I found that the average x and y is in the middle of the graph and the regression line. 


```{r}
averagex <- mean(x)
averagey <- mean(y)

df2 <- data.frame(cbind(averagex, averagey))

ggplot(df, aes(x = x, y = y)) + 
  geom_point() +
  geom_smooth(method = "lm", se = FALSE)+
  geom_point(aes(x= averagex, y = averagey, color = "red"))
```
**Question 3. (8 points) Ordinary least squares (OLS) is typically used to estimate the regression coefficients β_0 and β_1 in the simple linear regression model by minimizing the residual sum of squares (RSS)**

*a)How about minimizing this equation?*

This can be minimized with straightforward calculus and Least Squares estimation.  
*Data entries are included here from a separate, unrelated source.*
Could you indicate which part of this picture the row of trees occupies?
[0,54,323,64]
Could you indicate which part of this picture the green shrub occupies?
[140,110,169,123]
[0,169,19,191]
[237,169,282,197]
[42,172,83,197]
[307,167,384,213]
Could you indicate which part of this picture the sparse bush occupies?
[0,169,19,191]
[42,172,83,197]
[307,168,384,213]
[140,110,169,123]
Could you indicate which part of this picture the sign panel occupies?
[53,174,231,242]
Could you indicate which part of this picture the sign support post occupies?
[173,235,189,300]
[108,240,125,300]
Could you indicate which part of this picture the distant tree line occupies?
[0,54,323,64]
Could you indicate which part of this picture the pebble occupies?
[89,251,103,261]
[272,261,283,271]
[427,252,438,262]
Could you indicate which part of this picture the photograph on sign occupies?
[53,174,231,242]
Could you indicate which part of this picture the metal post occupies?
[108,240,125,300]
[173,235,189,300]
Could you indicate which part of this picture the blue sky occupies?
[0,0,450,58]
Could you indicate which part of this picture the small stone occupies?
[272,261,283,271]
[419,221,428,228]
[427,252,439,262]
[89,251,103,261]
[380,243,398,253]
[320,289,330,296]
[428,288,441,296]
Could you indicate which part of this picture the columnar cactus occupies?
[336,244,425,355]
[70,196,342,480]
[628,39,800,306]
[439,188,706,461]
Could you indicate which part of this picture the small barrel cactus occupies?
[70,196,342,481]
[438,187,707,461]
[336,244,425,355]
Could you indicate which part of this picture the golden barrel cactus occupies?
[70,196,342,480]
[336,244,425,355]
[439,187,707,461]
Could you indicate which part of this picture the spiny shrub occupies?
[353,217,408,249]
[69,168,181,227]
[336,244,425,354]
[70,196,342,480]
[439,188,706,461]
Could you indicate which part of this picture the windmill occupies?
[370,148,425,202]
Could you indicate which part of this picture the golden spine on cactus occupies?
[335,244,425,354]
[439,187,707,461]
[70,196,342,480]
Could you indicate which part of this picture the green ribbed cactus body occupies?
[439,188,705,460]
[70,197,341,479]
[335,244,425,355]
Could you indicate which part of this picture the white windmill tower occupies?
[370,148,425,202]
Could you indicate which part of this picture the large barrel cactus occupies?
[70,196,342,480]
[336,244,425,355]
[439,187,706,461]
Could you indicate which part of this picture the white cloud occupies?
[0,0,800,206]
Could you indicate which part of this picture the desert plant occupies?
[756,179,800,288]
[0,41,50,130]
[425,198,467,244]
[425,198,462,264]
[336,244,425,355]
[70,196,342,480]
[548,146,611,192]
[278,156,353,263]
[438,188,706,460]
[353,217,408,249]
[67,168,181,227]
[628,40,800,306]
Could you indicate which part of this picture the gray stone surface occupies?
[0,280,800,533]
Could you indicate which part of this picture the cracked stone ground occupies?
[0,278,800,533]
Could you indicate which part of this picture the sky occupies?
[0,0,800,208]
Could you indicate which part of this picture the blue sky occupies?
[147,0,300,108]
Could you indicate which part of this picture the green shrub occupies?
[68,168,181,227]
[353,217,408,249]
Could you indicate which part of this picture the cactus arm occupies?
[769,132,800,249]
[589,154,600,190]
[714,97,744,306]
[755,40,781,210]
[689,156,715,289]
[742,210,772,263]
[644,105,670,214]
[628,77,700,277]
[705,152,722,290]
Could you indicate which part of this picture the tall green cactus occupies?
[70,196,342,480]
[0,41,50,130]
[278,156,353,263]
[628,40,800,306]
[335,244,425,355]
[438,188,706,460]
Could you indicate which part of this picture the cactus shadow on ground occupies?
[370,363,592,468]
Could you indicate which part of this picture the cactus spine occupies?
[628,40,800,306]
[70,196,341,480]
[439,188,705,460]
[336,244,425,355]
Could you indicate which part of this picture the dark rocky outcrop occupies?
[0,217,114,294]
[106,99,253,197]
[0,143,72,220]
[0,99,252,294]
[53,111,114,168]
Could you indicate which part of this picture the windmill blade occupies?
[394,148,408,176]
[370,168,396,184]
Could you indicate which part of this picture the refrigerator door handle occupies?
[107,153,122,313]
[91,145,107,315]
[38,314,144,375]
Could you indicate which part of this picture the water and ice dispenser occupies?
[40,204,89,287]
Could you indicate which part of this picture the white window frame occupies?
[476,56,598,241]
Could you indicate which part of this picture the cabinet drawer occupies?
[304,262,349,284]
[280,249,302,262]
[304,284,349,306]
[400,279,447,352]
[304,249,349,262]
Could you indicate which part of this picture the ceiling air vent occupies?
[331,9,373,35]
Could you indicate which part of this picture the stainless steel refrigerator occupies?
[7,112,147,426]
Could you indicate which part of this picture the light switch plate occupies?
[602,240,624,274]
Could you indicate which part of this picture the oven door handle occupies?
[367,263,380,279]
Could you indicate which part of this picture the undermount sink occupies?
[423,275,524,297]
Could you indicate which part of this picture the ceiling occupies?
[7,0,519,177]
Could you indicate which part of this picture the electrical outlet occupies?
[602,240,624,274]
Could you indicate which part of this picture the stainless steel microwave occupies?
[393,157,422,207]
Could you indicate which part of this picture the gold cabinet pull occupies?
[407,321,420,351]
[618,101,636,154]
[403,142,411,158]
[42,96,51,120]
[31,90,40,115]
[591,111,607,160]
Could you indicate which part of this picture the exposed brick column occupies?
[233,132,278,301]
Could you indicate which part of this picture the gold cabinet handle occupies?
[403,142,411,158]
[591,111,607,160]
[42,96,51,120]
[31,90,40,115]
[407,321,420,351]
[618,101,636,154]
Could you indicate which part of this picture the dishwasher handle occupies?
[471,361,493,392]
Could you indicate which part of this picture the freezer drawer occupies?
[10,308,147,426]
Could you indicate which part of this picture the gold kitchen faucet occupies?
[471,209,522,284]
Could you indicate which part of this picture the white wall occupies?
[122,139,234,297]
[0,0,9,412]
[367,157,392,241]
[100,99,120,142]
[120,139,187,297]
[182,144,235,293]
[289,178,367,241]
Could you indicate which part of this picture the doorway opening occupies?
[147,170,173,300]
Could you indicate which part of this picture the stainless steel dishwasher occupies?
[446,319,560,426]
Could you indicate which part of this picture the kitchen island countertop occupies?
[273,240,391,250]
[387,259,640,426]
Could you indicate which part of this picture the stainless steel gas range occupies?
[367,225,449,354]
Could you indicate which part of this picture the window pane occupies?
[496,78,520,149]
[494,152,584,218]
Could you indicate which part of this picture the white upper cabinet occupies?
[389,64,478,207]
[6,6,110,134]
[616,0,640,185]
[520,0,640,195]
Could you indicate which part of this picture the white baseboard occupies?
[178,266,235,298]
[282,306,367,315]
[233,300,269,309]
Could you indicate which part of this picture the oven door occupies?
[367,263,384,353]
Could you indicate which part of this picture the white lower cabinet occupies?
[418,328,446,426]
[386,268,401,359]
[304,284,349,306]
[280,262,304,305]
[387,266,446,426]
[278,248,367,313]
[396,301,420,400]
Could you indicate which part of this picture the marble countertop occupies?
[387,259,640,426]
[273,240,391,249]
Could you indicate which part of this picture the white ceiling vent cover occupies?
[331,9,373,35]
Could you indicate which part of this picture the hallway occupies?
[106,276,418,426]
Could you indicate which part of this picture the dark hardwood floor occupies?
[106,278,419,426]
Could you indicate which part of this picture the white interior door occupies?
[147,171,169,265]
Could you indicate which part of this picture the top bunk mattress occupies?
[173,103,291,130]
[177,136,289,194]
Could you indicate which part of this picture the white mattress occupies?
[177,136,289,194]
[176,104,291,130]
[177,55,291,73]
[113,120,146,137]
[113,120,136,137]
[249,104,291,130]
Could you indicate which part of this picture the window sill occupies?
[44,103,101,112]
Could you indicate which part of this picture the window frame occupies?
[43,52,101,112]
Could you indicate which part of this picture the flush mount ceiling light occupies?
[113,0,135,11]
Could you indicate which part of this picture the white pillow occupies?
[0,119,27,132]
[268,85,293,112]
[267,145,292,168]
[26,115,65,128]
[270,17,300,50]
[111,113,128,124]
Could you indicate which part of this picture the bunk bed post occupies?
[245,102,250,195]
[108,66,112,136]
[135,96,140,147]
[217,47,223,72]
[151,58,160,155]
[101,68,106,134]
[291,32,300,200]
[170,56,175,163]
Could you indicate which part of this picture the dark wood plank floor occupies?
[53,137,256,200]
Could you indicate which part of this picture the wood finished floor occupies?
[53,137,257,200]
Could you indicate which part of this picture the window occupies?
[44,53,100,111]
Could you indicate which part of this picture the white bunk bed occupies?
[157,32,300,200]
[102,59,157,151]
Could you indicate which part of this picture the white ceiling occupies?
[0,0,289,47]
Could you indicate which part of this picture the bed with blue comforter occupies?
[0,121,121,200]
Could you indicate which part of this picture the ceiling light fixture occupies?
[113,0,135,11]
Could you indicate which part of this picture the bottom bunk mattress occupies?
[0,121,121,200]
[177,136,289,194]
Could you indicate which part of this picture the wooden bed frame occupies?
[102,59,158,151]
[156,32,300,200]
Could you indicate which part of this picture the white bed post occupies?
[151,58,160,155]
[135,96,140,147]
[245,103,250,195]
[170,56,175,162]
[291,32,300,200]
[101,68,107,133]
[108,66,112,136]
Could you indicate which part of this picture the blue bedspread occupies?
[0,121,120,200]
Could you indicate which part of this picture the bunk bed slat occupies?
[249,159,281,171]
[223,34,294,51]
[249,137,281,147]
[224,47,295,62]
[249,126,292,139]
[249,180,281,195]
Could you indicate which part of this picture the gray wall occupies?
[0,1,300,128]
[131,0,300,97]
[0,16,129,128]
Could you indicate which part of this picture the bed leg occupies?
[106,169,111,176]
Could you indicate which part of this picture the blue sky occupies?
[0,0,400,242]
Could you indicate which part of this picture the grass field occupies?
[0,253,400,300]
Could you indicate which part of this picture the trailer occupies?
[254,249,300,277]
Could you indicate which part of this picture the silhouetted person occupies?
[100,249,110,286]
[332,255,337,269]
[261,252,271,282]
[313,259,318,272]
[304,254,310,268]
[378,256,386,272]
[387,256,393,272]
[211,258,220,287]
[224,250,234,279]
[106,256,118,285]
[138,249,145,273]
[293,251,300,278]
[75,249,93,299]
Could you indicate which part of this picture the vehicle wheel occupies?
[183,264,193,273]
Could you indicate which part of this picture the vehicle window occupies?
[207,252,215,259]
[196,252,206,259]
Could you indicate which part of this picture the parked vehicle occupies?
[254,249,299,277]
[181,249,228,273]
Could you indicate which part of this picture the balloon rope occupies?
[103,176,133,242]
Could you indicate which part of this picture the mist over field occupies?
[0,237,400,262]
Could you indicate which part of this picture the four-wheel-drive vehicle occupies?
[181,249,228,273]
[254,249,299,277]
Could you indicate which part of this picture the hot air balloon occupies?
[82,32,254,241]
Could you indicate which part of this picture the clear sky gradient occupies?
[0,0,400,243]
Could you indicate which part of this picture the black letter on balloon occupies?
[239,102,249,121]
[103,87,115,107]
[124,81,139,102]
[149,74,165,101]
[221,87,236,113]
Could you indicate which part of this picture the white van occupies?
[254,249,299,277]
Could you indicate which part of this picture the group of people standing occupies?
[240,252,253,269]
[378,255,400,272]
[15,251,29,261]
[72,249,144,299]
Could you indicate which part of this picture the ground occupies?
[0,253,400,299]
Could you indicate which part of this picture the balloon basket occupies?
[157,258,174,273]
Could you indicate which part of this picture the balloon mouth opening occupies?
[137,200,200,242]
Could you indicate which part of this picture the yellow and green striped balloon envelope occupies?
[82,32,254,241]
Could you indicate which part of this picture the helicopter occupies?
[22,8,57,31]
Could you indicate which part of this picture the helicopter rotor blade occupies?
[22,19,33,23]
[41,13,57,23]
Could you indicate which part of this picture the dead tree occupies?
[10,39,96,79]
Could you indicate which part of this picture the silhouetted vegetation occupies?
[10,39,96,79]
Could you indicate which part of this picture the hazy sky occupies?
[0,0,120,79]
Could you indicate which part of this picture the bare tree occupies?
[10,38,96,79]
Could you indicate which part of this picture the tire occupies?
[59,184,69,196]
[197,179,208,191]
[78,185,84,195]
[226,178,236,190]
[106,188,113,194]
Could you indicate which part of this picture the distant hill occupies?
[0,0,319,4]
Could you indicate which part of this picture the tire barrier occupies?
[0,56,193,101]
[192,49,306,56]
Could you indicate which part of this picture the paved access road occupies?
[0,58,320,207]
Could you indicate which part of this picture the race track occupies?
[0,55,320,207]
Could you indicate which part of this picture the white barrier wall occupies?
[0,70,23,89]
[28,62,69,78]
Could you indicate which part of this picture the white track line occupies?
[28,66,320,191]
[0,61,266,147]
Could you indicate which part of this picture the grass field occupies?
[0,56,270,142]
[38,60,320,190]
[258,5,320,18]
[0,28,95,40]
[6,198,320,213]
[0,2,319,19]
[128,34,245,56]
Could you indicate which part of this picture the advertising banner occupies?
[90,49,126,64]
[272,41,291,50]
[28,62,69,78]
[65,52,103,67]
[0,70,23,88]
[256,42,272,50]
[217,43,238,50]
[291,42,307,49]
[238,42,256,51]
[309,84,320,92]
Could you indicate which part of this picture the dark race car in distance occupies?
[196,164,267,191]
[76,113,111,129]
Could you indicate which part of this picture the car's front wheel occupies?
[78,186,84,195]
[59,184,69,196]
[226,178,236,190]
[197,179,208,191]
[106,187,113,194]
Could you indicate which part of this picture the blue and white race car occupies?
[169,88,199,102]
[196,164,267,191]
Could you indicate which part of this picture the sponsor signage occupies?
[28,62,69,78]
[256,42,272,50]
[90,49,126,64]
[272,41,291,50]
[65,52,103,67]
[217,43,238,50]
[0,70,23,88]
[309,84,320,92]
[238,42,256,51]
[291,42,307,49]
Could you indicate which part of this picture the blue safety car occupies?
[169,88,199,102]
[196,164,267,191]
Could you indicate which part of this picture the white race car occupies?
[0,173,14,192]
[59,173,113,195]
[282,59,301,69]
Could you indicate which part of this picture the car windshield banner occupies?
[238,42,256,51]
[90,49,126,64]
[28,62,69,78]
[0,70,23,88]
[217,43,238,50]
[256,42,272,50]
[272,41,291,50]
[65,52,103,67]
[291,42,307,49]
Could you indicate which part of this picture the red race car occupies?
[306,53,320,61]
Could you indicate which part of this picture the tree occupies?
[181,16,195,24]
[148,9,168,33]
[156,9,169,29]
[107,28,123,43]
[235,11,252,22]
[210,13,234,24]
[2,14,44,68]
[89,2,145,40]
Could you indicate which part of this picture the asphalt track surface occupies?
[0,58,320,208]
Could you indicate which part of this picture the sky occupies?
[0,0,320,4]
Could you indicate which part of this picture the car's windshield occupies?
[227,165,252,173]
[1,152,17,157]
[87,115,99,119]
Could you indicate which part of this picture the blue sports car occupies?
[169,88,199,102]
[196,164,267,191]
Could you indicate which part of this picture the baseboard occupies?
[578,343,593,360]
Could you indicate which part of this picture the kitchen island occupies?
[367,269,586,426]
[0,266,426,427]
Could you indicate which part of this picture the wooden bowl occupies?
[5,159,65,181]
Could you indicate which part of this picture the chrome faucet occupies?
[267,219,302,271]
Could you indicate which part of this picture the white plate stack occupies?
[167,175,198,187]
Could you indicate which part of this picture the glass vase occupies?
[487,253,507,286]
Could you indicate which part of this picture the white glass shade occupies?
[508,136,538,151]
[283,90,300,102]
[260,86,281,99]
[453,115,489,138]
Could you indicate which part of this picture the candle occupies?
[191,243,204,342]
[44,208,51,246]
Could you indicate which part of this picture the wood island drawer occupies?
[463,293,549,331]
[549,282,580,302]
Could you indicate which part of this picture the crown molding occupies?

*b) How about minimizing this equation?*

When minimizing absolute values you have to use numerical techniques and computers with OLS and RSS it is more straightforward calculus and easier to compute. 


*c) Why is OLS a popular choice for estimating $β_0$ and $β_1$?*

Computers can be used with OLS so it's more straightforward and easier to do it can also be understood with calculus and doing math equations. Other ones you might need other tools for and can be harder to understand.


**Question 4. (12 points) Establish the following relationships for the simple linear regression model. (Some are trivial to show.)**

*a)*

 $\overline{Y}$ = $β_0$+$β_1$ $\overline{X}$

*b)*
```{r}
knitr::include_graphics("4b answer.jpg")
```
*c)*

```{r, fig.height = 5}
knitr::include_graphics("4c answer.jpg")
```

*d)*

```{r}
knitr::include_graphics("4d answer.jpg")
```
*e)*

```{r}
knitr::include_graphics("4e answer.jpg")
```


*f)*

The definition of SSE is minimizing the sum of squares, which is exactly what that equation is, it is the end result of minimizing an equation. Therefore, it is already minimized.